The federal deficit surged nearly 25 percent in August to reach $753 billion through the first 11 months of the fiscal year, but the Congressional Budget Office said Monday it expects the final year-end total to be lower.
In August alone, the government ran a $146 billion deficit, pushing this year's total up by nearly 25 percent in just one month. But CBO analysts said the picture will look somewhat better in September, the final month of the fiscal year, which will produce a surplus and drive the deficit lower.
This is expected to be the first year under President Obama that the federal deficit is below $1 trillion.
Indeed, at this point in 2012 the deficit was $1.164 trillion, or more than $400 billion more than it stands this year.
The CBO releases an early estimate of the government's financial picture every month. Final statistics are released by the Treasury Department later in the month.
This year's better budget picture is being driven from both ends: spending has dropped, thanks to the expiration of stimulus programs and limits Congress imposed on itself, but an even bigger factor is that taxpayers are paying more.
"Revenues have risen significantly, accounting for more than two-thirds of the decline in the deficit," the CBO said.
Powered both by economic growth and by across-the-board tax increases that took effect Jan. 1, the government has collected $284 billion more so far this year.
Spending, meanwhile, is down $127 billion, and if that trend continues through next month it will mark the second straight year the government spent less than the previous year. The last time that happened was 1954 and 1955.
A major drop in spending came on defense programs, which the CBO said was due both to the drawdown of troops in Afghanistan and to the budget sequesters, which hit the military particularly hard.
The biggest drop, though, was to Fannie Mae and Freddie Mac, which actually returned about $82 billion to the federal government, and didn't receive any payments from taxpayers.
On the other side of the ledger, Social Security, Medicare and Medicaid — the big entitlement programs — continued to grow steadily, by a total of $62 billion in 2013 alone. And the Agriculture Department spent $17 billion more than in 2012 thanks in large part to a drought that led to an increase in crop insurance payments.

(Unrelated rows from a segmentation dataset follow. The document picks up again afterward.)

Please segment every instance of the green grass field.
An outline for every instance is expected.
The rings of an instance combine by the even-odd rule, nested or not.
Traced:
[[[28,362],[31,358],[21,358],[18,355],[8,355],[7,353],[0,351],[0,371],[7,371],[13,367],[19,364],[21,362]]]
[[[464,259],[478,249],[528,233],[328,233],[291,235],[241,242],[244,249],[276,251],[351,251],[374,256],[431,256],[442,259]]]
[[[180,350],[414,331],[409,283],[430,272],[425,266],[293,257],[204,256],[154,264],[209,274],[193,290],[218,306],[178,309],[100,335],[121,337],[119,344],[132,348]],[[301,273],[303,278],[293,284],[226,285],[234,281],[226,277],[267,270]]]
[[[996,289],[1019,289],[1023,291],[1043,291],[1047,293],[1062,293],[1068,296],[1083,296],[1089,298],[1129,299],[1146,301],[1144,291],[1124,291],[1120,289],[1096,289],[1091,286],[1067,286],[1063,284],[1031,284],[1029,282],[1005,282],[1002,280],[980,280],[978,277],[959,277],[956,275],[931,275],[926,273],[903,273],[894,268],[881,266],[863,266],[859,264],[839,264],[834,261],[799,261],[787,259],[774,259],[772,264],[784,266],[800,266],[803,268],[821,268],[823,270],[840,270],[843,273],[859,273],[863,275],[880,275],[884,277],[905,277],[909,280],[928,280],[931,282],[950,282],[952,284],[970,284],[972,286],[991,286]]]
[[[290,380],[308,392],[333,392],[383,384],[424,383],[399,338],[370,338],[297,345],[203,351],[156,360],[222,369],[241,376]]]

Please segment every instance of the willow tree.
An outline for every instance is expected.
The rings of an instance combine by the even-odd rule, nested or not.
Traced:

Congress is grappling right now with the 2014 spending bills, which are due to be passed by the end of this month.
House Republicans have scheduled votes this week on a stopgap measure that would continue 2013 funding levels, but they are fighting a rebellion within their own ranks over what to do about the president's health care law.
A number of Republicans have called on the House to include language defunding the law altogether, forcing Mr. Obama to choose between scrapping his signature achievement or risking a government shutdown.